Лаури откинулся на спинку кресла. Лицо у него было усталое.

– Я не так о тебе думал, лапочка, – сказал он. Понимаешь… я думал, что не на такой женщине женюсь.

– Сама знаю.

– Мне надо было другое, лапочка. С тобой нельзя было поговорить.

– А с той, в Мексике, можно было, да?

– Да.

– Может, поэтому ты ее и бросил? Раз она уж так тебе по вкусу, езжай и отыщи ее, – в бешенстве сказала Клара.

– Она мне не нужна.

– А я на кой черт тебе сдалась?

– Я устал разговаривать.

– Чего? Как это?

– Я устал говорить и думать, как она. Устал думать.

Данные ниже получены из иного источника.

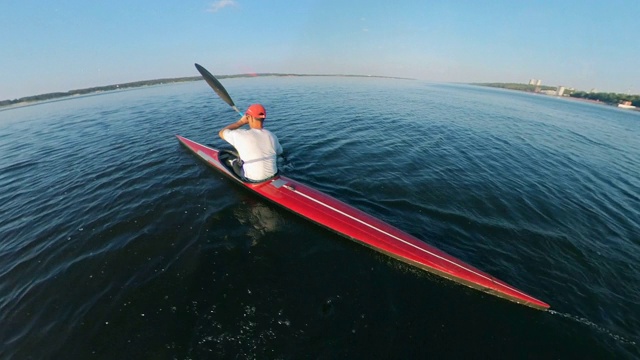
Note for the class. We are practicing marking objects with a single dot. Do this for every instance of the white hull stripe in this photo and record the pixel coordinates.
(402, 240)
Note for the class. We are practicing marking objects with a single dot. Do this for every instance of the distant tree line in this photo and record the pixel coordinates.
(56, 95)
(608, 98)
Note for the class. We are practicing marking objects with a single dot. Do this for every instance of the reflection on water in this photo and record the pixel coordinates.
(261, 217)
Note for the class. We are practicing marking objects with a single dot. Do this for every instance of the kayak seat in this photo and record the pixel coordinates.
(231, 160)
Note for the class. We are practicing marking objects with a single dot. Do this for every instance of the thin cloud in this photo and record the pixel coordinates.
(221, 4)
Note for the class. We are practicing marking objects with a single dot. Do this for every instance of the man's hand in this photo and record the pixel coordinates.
(236, 125)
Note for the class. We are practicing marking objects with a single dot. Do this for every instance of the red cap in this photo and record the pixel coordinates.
(257, 111)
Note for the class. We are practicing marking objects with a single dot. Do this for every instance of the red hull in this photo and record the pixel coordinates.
(361, 227)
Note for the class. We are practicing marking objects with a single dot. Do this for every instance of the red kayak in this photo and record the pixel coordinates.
(365, 229)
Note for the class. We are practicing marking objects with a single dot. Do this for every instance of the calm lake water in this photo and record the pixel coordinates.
(117, 243)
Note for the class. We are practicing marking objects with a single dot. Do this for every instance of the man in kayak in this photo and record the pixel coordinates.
(257, 147)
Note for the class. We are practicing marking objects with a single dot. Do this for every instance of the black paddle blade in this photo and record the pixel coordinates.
(215, 85)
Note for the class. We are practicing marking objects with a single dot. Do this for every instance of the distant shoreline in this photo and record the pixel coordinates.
(27, 100)
(622, 101)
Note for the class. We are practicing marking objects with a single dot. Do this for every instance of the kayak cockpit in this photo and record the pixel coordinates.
(232, 162)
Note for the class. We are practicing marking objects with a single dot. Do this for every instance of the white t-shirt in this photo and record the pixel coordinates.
(258, 148)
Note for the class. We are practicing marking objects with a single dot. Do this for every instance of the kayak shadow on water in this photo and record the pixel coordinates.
(621, 339)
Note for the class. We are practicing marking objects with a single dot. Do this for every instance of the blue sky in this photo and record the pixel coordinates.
(50, 46)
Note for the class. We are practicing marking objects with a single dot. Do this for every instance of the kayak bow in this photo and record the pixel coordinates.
(366, 229)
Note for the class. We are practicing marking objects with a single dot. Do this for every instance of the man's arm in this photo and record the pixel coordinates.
(236, 125)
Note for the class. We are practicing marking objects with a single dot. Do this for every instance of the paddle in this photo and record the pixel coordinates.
(217, 87)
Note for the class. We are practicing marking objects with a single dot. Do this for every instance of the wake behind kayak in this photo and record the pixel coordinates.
(365, 229)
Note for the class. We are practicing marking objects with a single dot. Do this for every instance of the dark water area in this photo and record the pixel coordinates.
(117, 243)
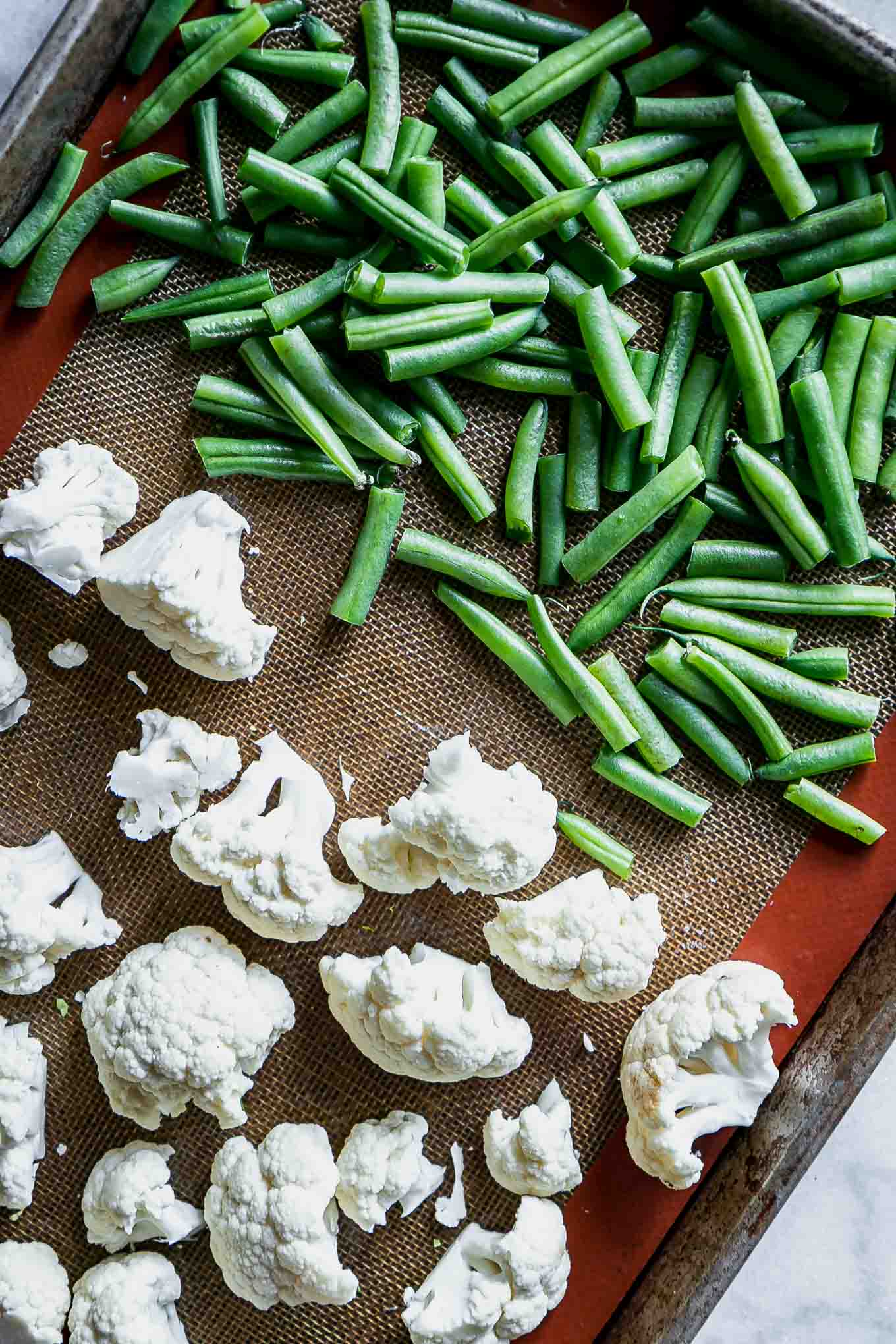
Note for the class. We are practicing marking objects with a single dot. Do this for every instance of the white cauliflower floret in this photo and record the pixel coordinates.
(23, 1113)
(270, 866)
(129, 1198)
(580, 936)
(13, 682)
(273, 1219)
(59, 519)
(493, 1287)
(181, 582)
(34, 1293)
(128, 1300)
(184, 1021)
(487, 829)
(383, 1164)
(699, 1058)
(426, 1015)
(534, 1154)
(36, 933)
(163, 779)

Клара опять поднесла к губам бутылку – только бы одолеть эту мерзкую, ненавистную дрожь. Чувство такое, словно собственное тело отдаляется от тебя, выходит из твоей власти и не желает больше слушаться.

– Я тогда вступил в армию, лапочка, – сказал Лаури. – Вернулся в Штаты и пошел добровольцем, как раз вовремя.

– Это как же?

– Побывал в Европе – знаешь, где Европа? Мне нужен человек, который этого не знает.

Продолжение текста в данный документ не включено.